Thursday, April 12, 2012

Profile of a character

So in an effort to dump as much of the work I've already done, here's everything that needs to go onto a character sheet:

Basic stats, str, dex, con, int, wis, cha. I see no real reason to change these (I could rename wisdom to perception, which better describes how I feel it works, but I'd have to rename perception the skill, which would be annoying). Each character has a class, I have six PC classes in mind as is; fighter, mage, thief, and classes of each.

A level, from 1-5 (I don't see the need for 20 levels, it breeds Red Queen mechanics, and fewer levels helps keep the players manageablely powerful instead of earth shaking engines of destruction). It'll be possible to advance past the max level, using the mechanics of epic 6 (every 5000 xp nets you a feat, or 10,000 xp a gestalt level, and there will be feats only available to max level (N)PCs.)

Skills: Basically these will look like pathfinder skills, up to one level per rank, and a +3 bonus for class skills. Reworking skills themselves as needed, saving that for another post.

Feats: probably one every other level per pathfinder.

Hit points and vigor points: This is a cribbed mechanic from the alternate rules book for 3.5. In essence, vigor points look like hit points do now, (IE, you get more per level, there's no penalty for losing them, and they're easy to get back), hit points (a fixed number of them, equal to CON score) represent the gap between totally fine and dead. Any hit point loss means taking -2 on all rolls, and 1 point of bleed from lethal damage to HP. This is for PCs Mooks (the bulk of npcs) don't get vigor points, they just just bleed out and die from the first magic missile.

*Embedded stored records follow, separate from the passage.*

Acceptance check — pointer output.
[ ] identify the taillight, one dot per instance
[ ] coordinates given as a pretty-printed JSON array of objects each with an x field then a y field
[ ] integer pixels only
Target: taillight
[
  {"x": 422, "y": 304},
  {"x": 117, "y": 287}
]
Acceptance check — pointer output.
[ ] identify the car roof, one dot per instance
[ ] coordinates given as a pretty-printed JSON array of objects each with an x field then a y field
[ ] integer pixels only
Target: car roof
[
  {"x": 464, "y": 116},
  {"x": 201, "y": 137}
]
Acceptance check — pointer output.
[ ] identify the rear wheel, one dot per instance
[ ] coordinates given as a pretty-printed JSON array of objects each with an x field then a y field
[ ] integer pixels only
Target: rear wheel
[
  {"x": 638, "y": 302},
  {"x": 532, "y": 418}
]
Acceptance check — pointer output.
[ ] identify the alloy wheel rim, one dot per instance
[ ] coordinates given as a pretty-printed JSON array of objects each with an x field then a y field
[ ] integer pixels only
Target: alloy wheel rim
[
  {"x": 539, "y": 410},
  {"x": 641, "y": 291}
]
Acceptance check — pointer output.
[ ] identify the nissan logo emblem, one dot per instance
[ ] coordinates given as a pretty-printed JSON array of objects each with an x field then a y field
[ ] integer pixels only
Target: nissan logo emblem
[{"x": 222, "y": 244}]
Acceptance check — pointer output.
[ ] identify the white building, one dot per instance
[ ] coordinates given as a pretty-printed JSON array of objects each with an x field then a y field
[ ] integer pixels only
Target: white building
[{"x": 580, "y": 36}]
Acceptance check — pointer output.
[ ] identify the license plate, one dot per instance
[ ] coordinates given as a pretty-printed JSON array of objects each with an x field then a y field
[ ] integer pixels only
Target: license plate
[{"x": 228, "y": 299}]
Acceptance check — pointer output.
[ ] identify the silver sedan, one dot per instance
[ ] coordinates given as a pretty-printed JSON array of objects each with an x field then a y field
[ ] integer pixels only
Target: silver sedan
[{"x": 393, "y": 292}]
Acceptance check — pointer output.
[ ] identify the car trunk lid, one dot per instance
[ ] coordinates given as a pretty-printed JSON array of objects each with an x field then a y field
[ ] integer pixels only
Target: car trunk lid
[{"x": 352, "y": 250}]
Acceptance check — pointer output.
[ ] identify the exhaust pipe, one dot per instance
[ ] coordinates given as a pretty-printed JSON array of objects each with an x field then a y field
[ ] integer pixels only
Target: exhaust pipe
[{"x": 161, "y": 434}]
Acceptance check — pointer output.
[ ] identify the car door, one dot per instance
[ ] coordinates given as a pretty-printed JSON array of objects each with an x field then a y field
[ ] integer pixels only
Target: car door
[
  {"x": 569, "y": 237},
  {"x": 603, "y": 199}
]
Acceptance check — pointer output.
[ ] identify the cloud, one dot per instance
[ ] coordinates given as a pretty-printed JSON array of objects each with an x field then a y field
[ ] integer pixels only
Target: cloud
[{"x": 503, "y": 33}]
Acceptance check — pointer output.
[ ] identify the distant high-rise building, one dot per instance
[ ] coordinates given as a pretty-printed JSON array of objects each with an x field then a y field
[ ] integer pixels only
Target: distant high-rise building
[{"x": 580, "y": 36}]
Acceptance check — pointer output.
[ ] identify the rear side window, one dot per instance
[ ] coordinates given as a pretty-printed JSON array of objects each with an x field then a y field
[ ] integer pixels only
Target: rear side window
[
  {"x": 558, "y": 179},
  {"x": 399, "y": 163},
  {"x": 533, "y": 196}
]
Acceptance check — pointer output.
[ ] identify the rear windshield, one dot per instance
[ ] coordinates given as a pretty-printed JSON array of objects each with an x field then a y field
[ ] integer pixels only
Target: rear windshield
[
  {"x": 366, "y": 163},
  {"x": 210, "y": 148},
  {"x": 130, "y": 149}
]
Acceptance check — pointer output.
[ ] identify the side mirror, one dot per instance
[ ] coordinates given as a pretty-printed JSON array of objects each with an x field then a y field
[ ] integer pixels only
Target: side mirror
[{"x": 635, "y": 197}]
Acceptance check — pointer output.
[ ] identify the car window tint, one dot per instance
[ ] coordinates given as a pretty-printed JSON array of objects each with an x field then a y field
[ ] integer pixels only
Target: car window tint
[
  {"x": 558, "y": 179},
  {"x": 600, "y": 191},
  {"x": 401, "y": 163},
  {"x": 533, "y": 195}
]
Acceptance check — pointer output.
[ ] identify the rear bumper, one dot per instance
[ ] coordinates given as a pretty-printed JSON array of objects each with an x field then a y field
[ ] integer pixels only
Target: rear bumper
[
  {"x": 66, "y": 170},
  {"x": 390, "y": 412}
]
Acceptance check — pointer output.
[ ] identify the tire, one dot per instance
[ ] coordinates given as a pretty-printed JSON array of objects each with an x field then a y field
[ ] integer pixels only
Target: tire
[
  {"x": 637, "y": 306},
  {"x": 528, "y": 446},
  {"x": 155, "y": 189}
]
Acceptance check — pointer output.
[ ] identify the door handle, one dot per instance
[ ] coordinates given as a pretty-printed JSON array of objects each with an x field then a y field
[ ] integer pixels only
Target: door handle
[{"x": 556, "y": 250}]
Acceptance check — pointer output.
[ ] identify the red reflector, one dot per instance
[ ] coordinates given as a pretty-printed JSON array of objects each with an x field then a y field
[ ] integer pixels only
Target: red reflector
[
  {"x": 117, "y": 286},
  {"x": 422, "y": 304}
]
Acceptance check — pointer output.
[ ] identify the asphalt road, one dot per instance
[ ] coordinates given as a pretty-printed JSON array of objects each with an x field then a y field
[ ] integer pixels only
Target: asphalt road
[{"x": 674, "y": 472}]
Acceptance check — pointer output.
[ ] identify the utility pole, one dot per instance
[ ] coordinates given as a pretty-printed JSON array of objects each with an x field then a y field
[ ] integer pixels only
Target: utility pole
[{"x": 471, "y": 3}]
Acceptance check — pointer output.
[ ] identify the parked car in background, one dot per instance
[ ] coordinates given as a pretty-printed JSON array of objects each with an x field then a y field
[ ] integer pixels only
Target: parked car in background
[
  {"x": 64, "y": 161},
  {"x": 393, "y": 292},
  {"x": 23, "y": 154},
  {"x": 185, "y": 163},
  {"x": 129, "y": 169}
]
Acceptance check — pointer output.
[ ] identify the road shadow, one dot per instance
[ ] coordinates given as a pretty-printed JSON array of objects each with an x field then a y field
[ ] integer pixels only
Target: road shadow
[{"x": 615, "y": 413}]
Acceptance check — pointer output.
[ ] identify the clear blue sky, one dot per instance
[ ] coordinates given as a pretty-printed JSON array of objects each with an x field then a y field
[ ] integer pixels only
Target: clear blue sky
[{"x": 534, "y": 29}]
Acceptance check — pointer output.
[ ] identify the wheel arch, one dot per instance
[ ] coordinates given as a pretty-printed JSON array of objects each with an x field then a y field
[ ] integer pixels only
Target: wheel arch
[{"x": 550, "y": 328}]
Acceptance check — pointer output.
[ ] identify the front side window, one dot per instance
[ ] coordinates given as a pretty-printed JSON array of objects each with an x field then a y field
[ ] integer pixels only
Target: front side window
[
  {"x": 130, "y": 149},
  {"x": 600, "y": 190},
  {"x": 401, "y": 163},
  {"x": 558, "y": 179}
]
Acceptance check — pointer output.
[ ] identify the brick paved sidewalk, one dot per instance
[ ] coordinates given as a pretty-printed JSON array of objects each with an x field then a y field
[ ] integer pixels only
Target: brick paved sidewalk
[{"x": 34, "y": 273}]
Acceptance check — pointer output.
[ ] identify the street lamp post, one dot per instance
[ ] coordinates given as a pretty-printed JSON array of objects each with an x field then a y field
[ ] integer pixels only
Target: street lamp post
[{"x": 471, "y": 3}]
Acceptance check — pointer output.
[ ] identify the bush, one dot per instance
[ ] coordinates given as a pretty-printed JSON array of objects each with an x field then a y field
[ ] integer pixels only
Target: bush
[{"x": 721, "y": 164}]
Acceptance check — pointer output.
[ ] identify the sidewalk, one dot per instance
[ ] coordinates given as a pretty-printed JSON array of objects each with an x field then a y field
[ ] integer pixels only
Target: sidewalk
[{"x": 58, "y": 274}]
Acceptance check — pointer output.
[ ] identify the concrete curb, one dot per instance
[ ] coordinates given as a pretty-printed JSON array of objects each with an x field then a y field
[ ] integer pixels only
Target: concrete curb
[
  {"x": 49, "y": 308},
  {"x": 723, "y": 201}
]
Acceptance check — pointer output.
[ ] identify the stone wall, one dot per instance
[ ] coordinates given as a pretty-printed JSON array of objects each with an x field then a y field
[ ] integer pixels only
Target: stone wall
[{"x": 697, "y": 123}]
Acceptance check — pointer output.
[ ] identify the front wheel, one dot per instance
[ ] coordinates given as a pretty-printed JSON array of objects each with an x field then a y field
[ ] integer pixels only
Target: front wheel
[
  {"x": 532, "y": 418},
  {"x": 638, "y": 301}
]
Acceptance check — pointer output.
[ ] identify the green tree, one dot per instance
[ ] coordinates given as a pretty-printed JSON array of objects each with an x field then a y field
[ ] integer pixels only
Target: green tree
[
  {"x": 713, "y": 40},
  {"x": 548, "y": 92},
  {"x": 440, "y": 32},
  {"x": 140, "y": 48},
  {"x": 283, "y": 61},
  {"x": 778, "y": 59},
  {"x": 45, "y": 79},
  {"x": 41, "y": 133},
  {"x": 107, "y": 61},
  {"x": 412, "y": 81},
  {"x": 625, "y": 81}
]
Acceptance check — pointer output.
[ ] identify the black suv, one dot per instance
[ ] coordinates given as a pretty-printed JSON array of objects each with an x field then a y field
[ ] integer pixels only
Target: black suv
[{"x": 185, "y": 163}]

*or 4 or 6, exactly how many I need will be cemented once I start fleshing out classes

Magic for those classes that have it: I don't freaking know. Probably Vancian just because there's no good way to deal with balancing mages and non mages, so unless I come up with something spectacular Vancian magic is at least familiar and I've got a few fun ways to play with it in mind.

Equipment: Departing from the D&D mechanic of money buying you powerful crap, there are things that can be bought, and these are easy for the PC to get (money will mostly be a concern for consumable items, gear that lasts comes with the character). There is equipment that can be crafted (which is available either through class skills or sinking power into crafting via feats), and finally there is gear that is only available via favors (which are quest rewards).

Major an Minor actions

Instead of attack and move actions, this system will be using major and minor actions. This is mostly a name difference, because things that resemble attacks can be used as minor actions.
For example, covering fire will be a minor action, but it won't actually have a chance to hit the enemy (unless the enemy is dumb enough to stand there while you shoot him instead of taking cover). A player gets one minor and one major action per round (though a major action can be used to do a second minor action).

Covering fire incidentally gives the enemy a choice between taking a minor action to take cover (this has to be done even if the target was in cover to begin with) or not taking cover, and giving the attacker a free shot. IE, you blow an action to take away the action of somebody else. Covering fire uses up 4 shots, and requires a weapon that can actually put out that many shots in a round (so lightning guns can't be used to put out covering fire, but bolt action rifles can).

Wednesday, April 11, 2012

First Post!

So this is going to be a development blog for a heavily modified d20 system. Thaumpunk genre (Think steampunk, but with overt magic and instead of victorian England you get totally not Victorian England stomps on elves and shit instead of brown people).